Right, with the plist file edited you can now open up Address Book and go into the preferences (âŒ˜ + ,). You will notice at the bottom of the General tab you have the options to synchronise with various online tools (MobileMe, Exchange, Yahoo and Google), we want to choose Google so check the ‘Synchronize with Google’ check box. A message will appear asking for your Google Account details, once entered you are all setup.
Head over to iSync and hit the sync button, Address Book and Google Contacts will the be synchronised. Each time you want to sync just head into iSync to do so.
This one is nice and simple, I’ve had it up and running for a while now. It is basically setting up IMAP in Gmail nicely, and then getting Apple Mail to look at it sensibly!
Load up Gmail in your preferre browser and head into the Settings, and then to ‘Forwarding and POP/IMAP’ the first thing we need to do is to enable IMAP access by clicking the ‘Enable IMAP’ radio button.
Before heading away from Gmail we need to head into the Labels settings. IMAP treats labels like folders and to get it working well with Apple Mail we need to create a couple of custom labels. The label we need to create is ‘IMAP/Trash’, you can create one for drafts (‘IMAP/Drafts’) and spam (‘IMAP/Spam’) if you want to as well.
That’s us done in Gmail, now we need to open up Apple Mail and set up our Gmail account. To add a new account go to File/Add Account, fill out your name, email address, password and make sure that you do not check the automatic set up check box, then click next
For the account type select IMAP, and then change the incoming mail server to be imap.gmail.com and hit next. Your SMTP server should be set at smtp.gmail.com. Once all these details are filled in finish off the setup.
We now need to tweak a few settings here and there to get the folders sorted, head into Mail’s preferences and over into accounts. Under Mailbox Behaviors check everything except drafts. Finally head into Advanced and then in the text box called ‘IMAP Path Prefix’ type in ‘IMAP’.
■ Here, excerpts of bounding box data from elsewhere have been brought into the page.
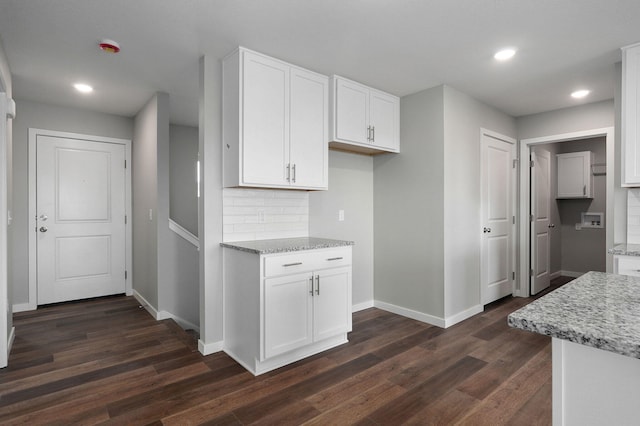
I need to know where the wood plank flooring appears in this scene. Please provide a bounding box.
[0,280,566,425]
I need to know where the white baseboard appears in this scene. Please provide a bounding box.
[444,305,484,328]
[11,303,38,313]
[560,271,584,278]
[351,300,373,313]
[7,327,16,358]
[373,300,446,328]
[198,340,224,355]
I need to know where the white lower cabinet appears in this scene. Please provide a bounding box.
[224,247,351,375]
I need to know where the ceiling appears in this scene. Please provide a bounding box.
[0,0,640,125]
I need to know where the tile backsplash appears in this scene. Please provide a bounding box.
[627,188,640,244]
[222,188,309,242]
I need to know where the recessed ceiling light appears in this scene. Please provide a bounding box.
[571,89,591,99]
[73,83,93,93]
[493,48,516,61]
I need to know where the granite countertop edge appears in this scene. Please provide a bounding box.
[507,272,640,359]
[220,237,354,254]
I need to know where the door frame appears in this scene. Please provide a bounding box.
[514,127,616,297]
[25,128,133,312]
[478,128,518,306]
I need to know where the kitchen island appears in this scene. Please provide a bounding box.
[508,272,640,425]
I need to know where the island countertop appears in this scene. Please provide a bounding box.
[507,272,640,358]
[220,237,353,254]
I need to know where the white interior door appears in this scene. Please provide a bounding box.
[531,150,551,295]
[481,134,515,304]
[35,135,126,305]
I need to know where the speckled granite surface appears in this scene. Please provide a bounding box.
[507,272,640,358]
[220,237,353,254]
[608,244,640,256]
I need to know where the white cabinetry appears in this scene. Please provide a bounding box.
[329,75,400,154]
[222,48,329,189]
[621,44,640,186]
[224,246,351,375]
[557,151,593,198]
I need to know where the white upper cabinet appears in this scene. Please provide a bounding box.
[556,151,593,198]
[622,44,640,186]
[329,76,400,154]
[222,48,329,189]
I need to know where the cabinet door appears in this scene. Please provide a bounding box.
[557,151,592,198]
[334,78,369,144]
[240,52,289,185]
[621,45,640,186]
[370,89,400,151]
[289,68,329,188]
[263,273,313,358]
[313,267,351,341]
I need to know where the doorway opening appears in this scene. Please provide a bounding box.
[516,127,615,297]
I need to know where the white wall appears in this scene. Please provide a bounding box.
[11,99,135,305]
[309,151,374,310]
[198,56,223,354]
[376,86,444,318]
[444,86,516,318]
[169,125,198,236]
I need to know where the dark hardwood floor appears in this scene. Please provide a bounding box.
[0,281,564,425]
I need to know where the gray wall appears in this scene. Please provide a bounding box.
[132,96,159,309]
[11,100,133,304]
[169,125,198,236]
[444,86,516,318]
[552,138,608,272]
[373,86,444,317]
[309,151,373,306]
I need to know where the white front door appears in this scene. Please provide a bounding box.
[35,135,126,305]
[531,150,551,295]
[480,133,515,304]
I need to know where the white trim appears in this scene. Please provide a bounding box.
[560,271,586,278]
[351,300,374,313]
[373,300,447,328]
[514,127,616,297]
[13,303,37,314]
[169,219,200,250]
[476,127,521,302]
[0,92,11,368]
[444,304,484,328]
[198,340,224,356]
[28,128,133,309]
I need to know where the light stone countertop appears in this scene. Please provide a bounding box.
[220,237,353,254]
[608,244,640,256]
[507,272,640,358]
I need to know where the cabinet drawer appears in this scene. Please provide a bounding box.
[615,256,640,277]
[264,247,351,277]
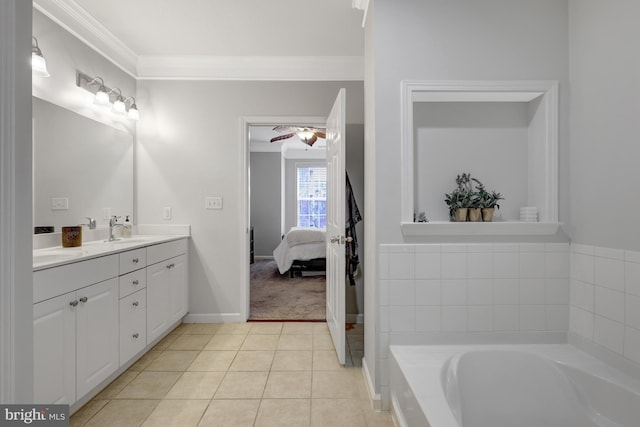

Finally once the folders (or labels) have appeared in the left hand side bar select the ‘Trash’ folder and then go up to the menu item ‘Mailbox/Use This Mailbox For/Trash’. You can then repeat for the labels that you created.
This isn’t the nicest of methods, however it works… A couple of years back a protocol called CalDAV was dreamt up and has been implemented in both iCal in Leopard and Google Calendar. However rather than writing out the instructions for this one Google has a fairly simple method getting this one working here (link).